I have managed a couple of trips that weren’t on the schedule–one to see my daughter (fun) and one to see my father (in ICU, but ended well), but for the most part, I have just muddled, starting one project and wandering into another and another and then its time to pick up the kids and do homework, dinner, baths and bedtime.

Not what I had envisioned. And it really mucks up the story I had been telling myself for the last 23 years: If I could just have two minutes to rub together where I wasn’t taking care of a client or a kid or a husband, I would get myself and my house and my money in perfect shape and find my “true calling” in life.

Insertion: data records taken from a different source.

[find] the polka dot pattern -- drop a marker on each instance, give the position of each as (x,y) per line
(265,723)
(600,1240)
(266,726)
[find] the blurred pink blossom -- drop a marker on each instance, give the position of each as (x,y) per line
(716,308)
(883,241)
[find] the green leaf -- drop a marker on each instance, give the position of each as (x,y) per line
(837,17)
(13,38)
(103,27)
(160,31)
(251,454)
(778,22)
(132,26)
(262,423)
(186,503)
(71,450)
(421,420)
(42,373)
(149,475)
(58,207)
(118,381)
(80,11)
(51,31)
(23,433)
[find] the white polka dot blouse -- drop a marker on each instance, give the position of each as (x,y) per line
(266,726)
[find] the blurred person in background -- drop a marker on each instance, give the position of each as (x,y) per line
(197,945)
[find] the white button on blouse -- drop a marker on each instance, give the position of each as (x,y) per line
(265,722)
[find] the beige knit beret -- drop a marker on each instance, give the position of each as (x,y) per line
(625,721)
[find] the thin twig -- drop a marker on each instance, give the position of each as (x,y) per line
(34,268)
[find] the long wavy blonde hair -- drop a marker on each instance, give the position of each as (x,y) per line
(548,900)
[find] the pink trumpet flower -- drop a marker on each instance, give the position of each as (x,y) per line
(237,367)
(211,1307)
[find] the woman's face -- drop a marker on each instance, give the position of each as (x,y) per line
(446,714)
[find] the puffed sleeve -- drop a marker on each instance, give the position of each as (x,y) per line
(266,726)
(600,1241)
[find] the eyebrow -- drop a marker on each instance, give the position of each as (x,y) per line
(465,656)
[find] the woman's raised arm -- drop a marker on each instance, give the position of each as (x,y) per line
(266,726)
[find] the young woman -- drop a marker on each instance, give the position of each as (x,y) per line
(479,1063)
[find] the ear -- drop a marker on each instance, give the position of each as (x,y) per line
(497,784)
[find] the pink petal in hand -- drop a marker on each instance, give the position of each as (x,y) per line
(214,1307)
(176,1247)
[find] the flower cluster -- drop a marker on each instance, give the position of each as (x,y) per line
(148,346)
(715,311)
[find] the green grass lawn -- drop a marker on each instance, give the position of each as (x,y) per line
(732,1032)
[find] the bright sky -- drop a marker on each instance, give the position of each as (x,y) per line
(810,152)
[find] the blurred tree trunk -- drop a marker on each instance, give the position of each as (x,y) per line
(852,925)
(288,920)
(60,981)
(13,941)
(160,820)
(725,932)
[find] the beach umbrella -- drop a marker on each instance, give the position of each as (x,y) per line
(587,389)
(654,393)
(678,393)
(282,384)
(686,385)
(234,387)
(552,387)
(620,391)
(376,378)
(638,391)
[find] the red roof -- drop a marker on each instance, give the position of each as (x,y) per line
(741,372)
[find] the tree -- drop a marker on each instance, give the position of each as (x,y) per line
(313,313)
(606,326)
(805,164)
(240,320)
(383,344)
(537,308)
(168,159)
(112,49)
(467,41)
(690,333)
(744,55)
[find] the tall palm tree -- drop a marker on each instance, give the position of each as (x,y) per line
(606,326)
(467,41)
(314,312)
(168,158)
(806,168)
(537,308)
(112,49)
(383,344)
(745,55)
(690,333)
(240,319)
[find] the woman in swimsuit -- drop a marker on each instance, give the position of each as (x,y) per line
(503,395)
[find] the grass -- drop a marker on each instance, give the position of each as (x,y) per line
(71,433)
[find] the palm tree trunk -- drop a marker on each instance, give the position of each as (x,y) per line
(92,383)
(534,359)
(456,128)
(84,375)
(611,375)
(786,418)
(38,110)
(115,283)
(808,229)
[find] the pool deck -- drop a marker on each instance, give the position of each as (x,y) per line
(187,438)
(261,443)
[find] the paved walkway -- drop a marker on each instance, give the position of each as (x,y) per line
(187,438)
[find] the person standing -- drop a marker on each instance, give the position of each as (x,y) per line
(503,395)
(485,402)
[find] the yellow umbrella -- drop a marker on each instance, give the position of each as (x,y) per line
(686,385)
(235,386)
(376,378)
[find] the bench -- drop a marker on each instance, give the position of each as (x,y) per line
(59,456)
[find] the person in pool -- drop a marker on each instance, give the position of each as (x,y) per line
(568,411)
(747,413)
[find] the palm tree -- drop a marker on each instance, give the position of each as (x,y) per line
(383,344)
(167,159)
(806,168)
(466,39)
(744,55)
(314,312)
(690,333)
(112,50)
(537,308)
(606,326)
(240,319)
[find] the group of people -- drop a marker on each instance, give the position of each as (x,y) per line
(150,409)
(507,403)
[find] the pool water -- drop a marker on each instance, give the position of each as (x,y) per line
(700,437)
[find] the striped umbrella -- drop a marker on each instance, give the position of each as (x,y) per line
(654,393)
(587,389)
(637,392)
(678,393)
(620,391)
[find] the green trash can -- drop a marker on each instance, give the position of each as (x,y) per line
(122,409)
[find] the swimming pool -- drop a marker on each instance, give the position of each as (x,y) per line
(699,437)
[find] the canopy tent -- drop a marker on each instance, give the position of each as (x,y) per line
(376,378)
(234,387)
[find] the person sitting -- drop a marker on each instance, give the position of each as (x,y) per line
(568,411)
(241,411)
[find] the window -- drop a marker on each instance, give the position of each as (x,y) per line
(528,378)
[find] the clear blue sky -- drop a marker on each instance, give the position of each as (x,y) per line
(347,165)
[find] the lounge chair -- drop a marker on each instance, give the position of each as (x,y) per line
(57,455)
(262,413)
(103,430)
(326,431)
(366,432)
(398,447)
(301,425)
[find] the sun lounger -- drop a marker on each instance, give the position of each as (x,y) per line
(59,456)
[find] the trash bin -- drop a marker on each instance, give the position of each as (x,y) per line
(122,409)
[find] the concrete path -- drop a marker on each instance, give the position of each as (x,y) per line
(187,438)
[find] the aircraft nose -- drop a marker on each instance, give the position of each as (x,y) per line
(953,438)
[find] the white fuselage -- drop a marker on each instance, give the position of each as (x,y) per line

Yesterday I was thinking of good advice I have been given over the years. The best came from my husband, “You are just going to have to be stronger.” At the time, there were a lot of bad things going on in my life and I was looking for a shoulder to cry on, so his advice wasn’t well taken. I sulked for a while and then realized that he was right. So I was.

It was amazing to find that I could be stronger instantly–just by deciding that I would be.  A mental shift that changed my world.

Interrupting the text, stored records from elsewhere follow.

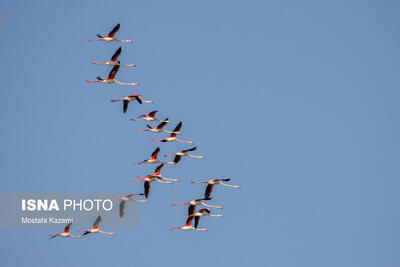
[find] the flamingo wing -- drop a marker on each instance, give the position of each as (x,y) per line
(188,150)
(161,125)
(155,153)
(146,188)
(126,104)
(113,72)
(97,222)
(208,192)
(116,54)
(138,98)
(66,230)
(196,221)
(122,208)
(113,31)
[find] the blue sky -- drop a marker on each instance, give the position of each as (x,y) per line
(296,101)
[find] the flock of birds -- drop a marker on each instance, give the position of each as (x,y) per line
(156,176)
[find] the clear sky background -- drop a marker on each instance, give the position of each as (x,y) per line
(296,101)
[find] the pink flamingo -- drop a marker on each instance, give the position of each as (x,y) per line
(179,155)
(172,137)
(128,99)
(213,182)
(66,233)
(113,61)
(149,117)
(111,78)
(110,37)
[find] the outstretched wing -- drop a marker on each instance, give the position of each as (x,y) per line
(97,222)
(177,159)
(112,33)
(153,113)
(113,72)
(208,192)
(161,125)
(155,153)
(126,104)
(116,54)
(122,209)
(158,169)
(146,188)
(66,230)
(196,221)
(138,98)
(188,150)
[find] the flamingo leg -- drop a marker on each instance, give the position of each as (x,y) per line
(133,84)
(236,186)
(187,142)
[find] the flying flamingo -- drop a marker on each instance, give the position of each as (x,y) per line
(211,184)
(110,37)
(128,99)
(157,129)
(149,117)
(113,61)
(188,226)
(66,233)
(179,155)
(111,77)
(126,199)
(157,174)
(201,213)
(153,159)
(172,137)
(95,228)
(147,180)
(192,205)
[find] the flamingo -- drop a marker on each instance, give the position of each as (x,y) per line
(157,129)
(188,226)
(126,199)
(153,159)
(203,212)
(128,99)
(111,77)
(172,137)
(110,37)
(147,180)
(213,182)
(113,61)
(157,174)
(66,232)
(149,117)
(95,228)
(192,205)
(179,155)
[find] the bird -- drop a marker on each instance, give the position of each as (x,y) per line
(201,213)
(128,99)
(157,129)
(110,36)
(211,184)
(188,226)
(125,199)
(149,117)
(172,137)
(111,77)
(157,174)
(95,228)
(147,180)
(113,61)
(66,232)
(153,159)
(192,205)
(179,155)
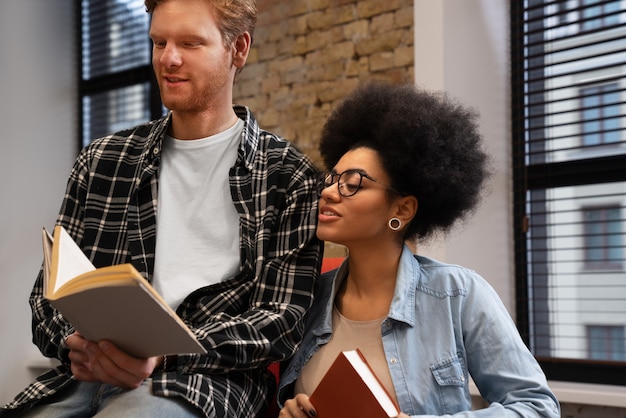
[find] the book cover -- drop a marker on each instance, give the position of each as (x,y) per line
(351,389)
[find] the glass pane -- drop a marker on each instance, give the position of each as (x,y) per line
(576,83)
(114,110)
(577,267)
(115,36)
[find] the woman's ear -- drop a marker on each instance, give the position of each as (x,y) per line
(406,209)
(241,49)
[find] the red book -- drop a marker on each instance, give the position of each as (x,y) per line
(351,389)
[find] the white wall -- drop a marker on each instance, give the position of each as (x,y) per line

Anyway yesterday, I was thinking that the corollary is:

It doesn’t matter what you did to get where you are, all you can do is go from here.

But today I saw the quote from Lyndon B. Johnson and while its meaning is the same, it is more elegant and inspirational: “Yesterday is not ours to recover, but tomorrow is ours to win or to lose.” No more dwelling on my past mistakes; my focus is forward.

And as for some more best advice I was given, this time by my father:

CHARGE!

P.S. I am sure I didn’t thank either of them for their wisdom. So thanks Dad, thanks Hubby.

By Lee Brennan on Thursday, March 14, 2013

Categories: Goals, Resolution Tags: ,

One Response to “The Best Advice I’ve Ever Been GivenComment RSS feed

  • Markesens
    December 26th, 2016 3:02 pm
    #1

    As a kid I used to work at weekends, cleaning those ice cream vans that used to go around the streets and ring a bell to tell you they were there. The owner was a woman, a bit of tyrant. She worked hard herself and expected the same of those who worked for her. While i was cleaning windows on one of the vans she looked at what i was doing and said you are concentrating on the middle of the window, focus on the edges and the corners and the middle will take care of itself . it has been fifty years and it stays with me look after the details and the rest will take care of itself.